I’ve been in a bunch
of meetings over the past few months with buyout guys who say things like, “we’re
in the seventh inning of the credit crunch.”
In fact, it seems like every time I turn on CNBC or read the Bloomberg,
the inning metaphor is up at the plate.
The use of innings
as a proxy for time seems like a swing and a miss to me, though. Since baseball is alone among major sports in
allowing the defense to control the ball, the sport is liberated from the
tyranny of time marching inexorably forward.
I like football and basketball as much as the next guy, but the practice
of running out the clock by taking a knee or dribbling around the floor has
always seemed vaguely anticlimactic to me.
You just gotta get
that third out in the ninth inning and it could take all day to get it done. As a young pitcher, I once allowed six consecutive
hits (!) with two outs in the last inning.
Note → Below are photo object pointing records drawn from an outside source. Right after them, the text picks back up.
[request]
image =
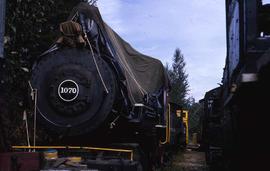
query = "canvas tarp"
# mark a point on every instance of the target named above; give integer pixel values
(143, 74)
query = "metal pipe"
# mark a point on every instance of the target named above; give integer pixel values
(2, 26)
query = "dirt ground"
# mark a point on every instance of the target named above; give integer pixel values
(188, 160)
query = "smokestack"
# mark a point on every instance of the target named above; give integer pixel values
(2, 26)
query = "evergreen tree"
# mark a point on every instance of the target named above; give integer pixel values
(178, 76)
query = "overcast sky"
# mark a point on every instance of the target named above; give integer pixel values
(158, 27)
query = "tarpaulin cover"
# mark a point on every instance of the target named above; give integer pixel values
(144, 74)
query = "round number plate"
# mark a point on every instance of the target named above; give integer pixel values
(68, 90)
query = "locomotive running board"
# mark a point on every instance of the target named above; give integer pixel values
(130, 152)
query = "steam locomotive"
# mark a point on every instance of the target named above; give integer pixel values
(91, 88)
(235, 120)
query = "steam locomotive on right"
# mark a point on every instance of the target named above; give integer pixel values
(235, 122)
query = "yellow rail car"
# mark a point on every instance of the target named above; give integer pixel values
(184, 115)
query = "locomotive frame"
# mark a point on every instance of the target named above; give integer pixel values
(229, 122)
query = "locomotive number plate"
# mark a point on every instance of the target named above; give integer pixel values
(68, 90)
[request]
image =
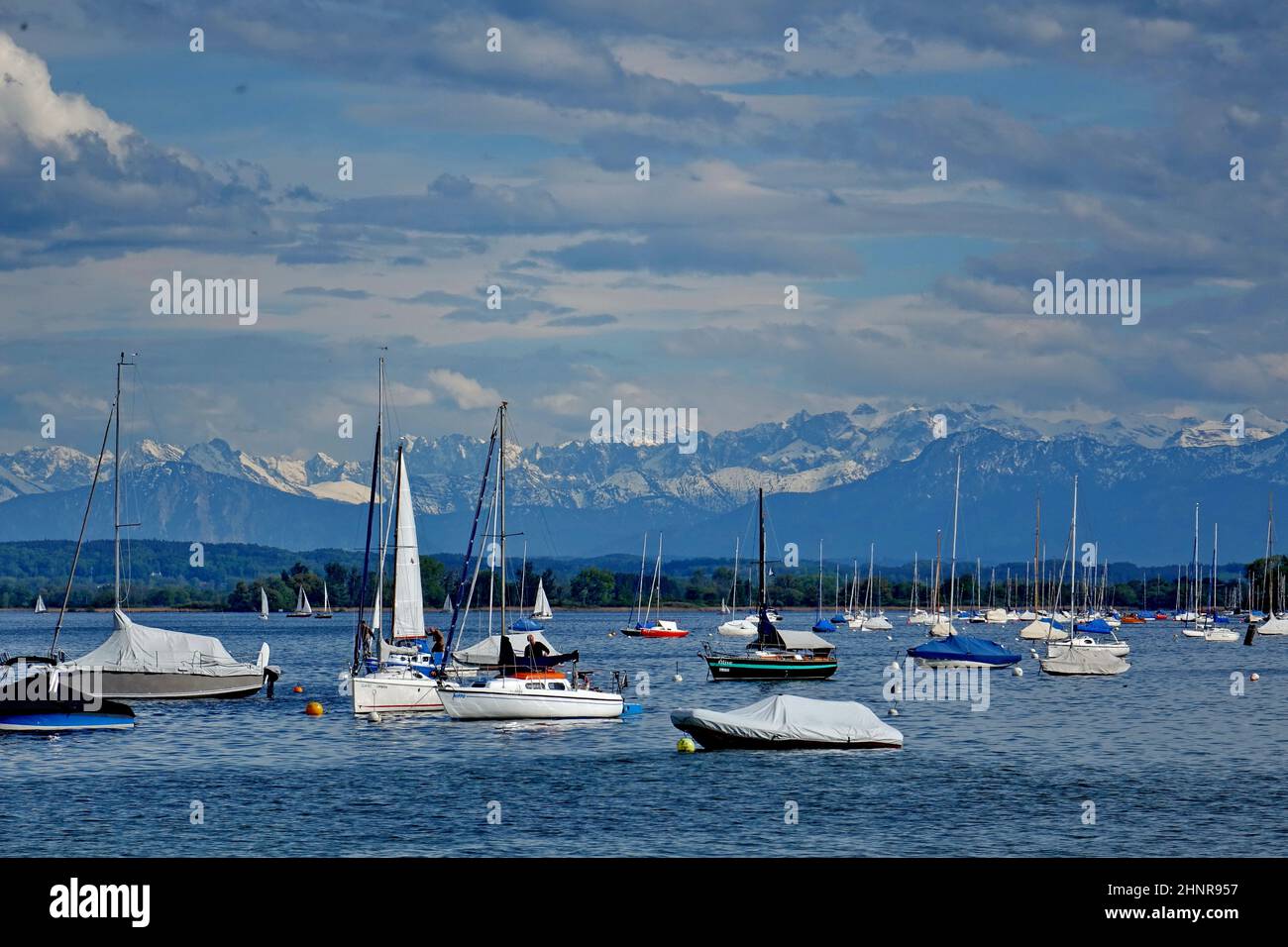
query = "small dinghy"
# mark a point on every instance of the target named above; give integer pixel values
(60, 716)
(785, 722)
(31, 701)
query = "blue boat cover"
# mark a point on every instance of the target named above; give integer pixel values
(1096, 626)
(966, 648)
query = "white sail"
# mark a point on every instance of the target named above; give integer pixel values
(541, 608)
(408, 604)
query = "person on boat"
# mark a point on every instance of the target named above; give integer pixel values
(535, 651)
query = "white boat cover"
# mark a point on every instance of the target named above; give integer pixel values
(408, 604)
(1276, 625)
(488, 651)
(134, 647)
(1042, 629)
(1080, 660)
(785, 716)
(805, 641)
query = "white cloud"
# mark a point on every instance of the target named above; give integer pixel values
(464, 390)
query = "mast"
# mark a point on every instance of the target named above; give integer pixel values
(469, 549)
(952, 575)
(376, 622)
(763, 592)
(500, 482)
(80, 540)
(1073, 571)
(116, 487)
(360, 639)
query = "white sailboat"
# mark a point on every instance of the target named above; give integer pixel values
(303, 609)
(541, 693)
(142, 663)
(1214, 631)
(943, 626)
(400, 681)
(1274, 624)
(326, 604)
(541, 607)
(877, 622)
(1081, 656)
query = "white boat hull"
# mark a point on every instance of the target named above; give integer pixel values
(493, 703)
(393, 692)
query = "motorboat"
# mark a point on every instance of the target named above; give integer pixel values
(786, 722)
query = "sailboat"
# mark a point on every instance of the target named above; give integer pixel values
(774, 655)
(524, 622)
(303, 609)
(1039, 628)
(528, 686)
(1080, 656)
(326, 604)
(1192, 615)
(737, 628)
(1274, 622)
(1215, 633)
(655, 628)
(877, 622)
(954, 650)
(35, 697)
(404, 678)
(143, 663)
(915, 615)
(541, 607)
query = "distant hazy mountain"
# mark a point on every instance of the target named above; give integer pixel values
(845, 478)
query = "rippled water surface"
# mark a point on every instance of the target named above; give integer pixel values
(1173, 763)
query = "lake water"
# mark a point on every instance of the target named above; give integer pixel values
(1171, 761)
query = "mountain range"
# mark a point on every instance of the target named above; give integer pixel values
(845, 478)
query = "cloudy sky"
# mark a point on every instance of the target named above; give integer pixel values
(516, 169)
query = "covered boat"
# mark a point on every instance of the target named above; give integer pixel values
(1076, 659)
(785, 722)
(143, 663)
(962, 651)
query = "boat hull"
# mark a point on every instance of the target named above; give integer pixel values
(394, 694)
(484, 703)
(742, 668)
(713, 740)
(62, 716)
(142, 685)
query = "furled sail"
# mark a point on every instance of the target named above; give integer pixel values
(408, 604)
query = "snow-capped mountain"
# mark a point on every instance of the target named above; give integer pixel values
(867, 466)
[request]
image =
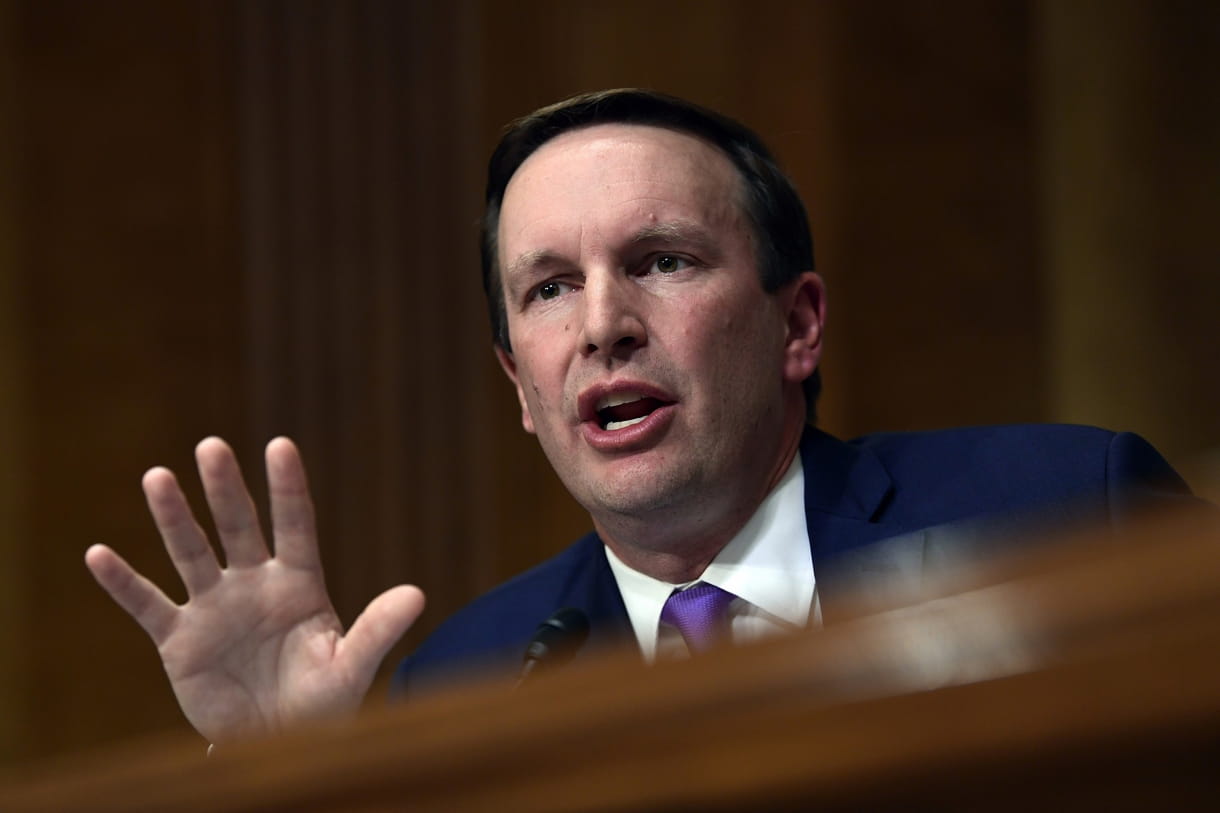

In fifteen minutes, a fine pitching performance was undone and I went
from complete-game winner to hard-luck loser. All for want of just one more out . . .
A late inning grand
slam can turn a blowout into a tight game and completely reverse a game’s momentum;
anything can happen and the clock won’t bail you out. And that’s what makes the metaphor funky: it
almost doesn’t matter what inning of the game you’re in, something totally discontinuous
can occur at any moment.
Maybe that actually makes
the metaphor brilliant? Perhaps embedded
in the sense of progress toward the conclusion, there might be an implicit acknowledgement
that the credit crunch is not unlike a baseball game. And we know what they say
about ballgames: it ain’t over until it’s over.